Ah, but that’s not the end of the story (I mean, for Roscoe, it was). The vaccination mandate (ETS) is not a statute passed by Congress, it’s a rule conjured up by the Department of Labor. Rules don’t get the same Constitutional protection that laws do because (here comes another Constitutional principal) the “separation of powers” doctrine holds that Congress makes the laws, the Executive branch (which includes the President and the Department of Labor / OSHA) enforces the laws, and the Supreme Court interprets the laws (at least, after Marbury v. Madison, but that’s somewhat of a different issue – do you see now why it takes 3 or 4 years to get through law school?). In other words, the Executive Branch (i.e. OSHA), because it’s supposed to be enforcing laws and not making new ones, can only do what the statute says it can do, and no more. That’s why the police (also part of the Executive branch at the state level) can pull you over for speeding, but can’t make up a law on the spot and arrest you for your distasteful man-bun.

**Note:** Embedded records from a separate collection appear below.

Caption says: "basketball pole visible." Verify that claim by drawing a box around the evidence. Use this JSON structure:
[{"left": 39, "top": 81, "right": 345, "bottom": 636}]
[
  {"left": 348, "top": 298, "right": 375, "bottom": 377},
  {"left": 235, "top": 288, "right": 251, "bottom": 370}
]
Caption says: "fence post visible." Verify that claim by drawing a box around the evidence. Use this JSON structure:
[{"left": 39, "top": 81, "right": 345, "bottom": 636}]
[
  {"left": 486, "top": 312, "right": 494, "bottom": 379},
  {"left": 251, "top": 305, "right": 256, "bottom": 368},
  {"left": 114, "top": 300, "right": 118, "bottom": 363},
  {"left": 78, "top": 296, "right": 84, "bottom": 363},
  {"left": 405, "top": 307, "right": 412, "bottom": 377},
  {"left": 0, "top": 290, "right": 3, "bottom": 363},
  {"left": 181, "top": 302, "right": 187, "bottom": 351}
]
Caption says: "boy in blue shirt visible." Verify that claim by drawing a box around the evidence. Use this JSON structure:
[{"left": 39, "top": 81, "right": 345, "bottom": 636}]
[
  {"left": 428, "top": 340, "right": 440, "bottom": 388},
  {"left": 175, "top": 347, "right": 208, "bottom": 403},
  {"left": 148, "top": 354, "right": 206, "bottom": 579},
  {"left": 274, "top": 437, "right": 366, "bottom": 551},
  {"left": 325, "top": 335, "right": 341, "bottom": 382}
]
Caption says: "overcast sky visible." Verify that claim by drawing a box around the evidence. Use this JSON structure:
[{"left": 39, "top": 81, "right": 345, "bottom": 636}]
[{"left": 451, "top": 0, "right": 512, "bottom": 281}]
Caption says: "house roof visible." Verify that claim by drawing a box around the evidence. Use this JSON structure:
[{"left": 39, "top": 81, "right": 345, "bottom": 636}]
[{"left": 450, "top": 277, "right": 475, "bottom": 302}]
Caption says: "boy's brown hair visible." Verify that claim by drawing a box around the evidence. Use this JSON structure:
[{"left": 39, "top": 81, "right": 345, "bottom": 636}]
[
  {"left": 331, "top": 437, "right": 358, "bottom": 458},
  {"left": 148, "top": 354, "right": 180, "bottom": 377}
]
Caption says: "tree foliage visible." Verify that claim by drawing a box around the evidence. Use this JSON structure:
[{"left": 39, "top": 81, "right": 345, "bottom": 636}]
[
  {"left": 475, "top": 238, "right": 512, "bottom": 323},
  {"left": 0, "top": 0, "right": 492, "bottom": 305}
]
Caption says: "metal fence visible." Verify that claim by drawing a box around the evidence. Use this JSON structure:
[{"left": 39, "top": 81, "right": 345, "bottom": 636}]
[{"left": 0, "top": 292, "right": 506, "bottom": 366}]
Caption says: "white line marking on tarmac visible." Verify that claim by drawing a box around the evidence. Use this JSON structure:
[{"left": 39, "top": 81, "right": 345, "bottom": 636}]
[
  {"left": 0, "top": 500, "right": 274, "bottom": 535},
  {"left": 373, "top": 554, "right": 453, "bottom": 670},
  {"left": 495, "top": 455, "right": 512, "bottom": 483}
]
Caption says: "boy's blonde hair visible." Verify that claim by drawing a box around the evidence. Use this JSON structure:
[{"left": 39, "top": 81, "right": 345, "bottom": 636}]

Here, the OSH Act permits OSHA to ensure “safe and healthful working conditions” by “enforcing occupational safety and health standards promulgated by the Secretary [of Labor]”. It can do so only if those standards are “reasonably necessary or appropriate to provide safe or healthful employment” and if the Rules and mandates they want everybody to abide by are “developed using a rigorous process that includes notice, comment, and an opportunity for a public hearing”. In other words, “We the People of These United States” (hoi polloi like you and me) are supposed to have a say-so before any of these rules can be enforced.
And that was OSHA’s big “whoopsie” (this is a legal term). What they did instead was to say – “this vaccination mandate isn’t a ‘regulation’, which would require public notice and comment, it’s an ‘emergency temporary standard’, which doesn’t”. §655(c)(1).
“Ah, but not so fast”, says the Supreme Court, “it’s only an ‘emergency temporary standard’ if: (1) employees are in ‘grave danger’, and (2) the ETS is necessary to protect those employees from that ‘grave danger’”. This particular ETS is not. It is, as the Supreme Court held, a “blunt instrument”, and continued (with masterful alliteration!): “most lifeguards and linemen face the same regulations as do medics and meat-packers.” Speaking of which, the “meat” of the Court’s opinion is probably:
Although COVID–19 is a risk that occurs in many workplaces, it is not an occupational hazard in most. COVID–19 can and does spread at home, in schools, during sporting events, and everywhere else that people gather. That kind of universal risk is no different from the day-to-day dangers that all face from crime, air pollution, or any number of communicable diseases. Permitting OSHA to regulate the hazards of daily life—simply because most Americans have jobs and face those same risks while on the clock—would significantly expand OSHA’s regulatory authority without clear congressional authorization.
So, for the folks at OSHA, it’s back to the drawing board; for private employers and federal contractors (whose own ETS is still presently “on hold”), you’re left on your own to decide what’s best for your work force. For facilities that receive Medicare and Medicaid, you’re still stuck with your own ETS, but that is a story for a different day.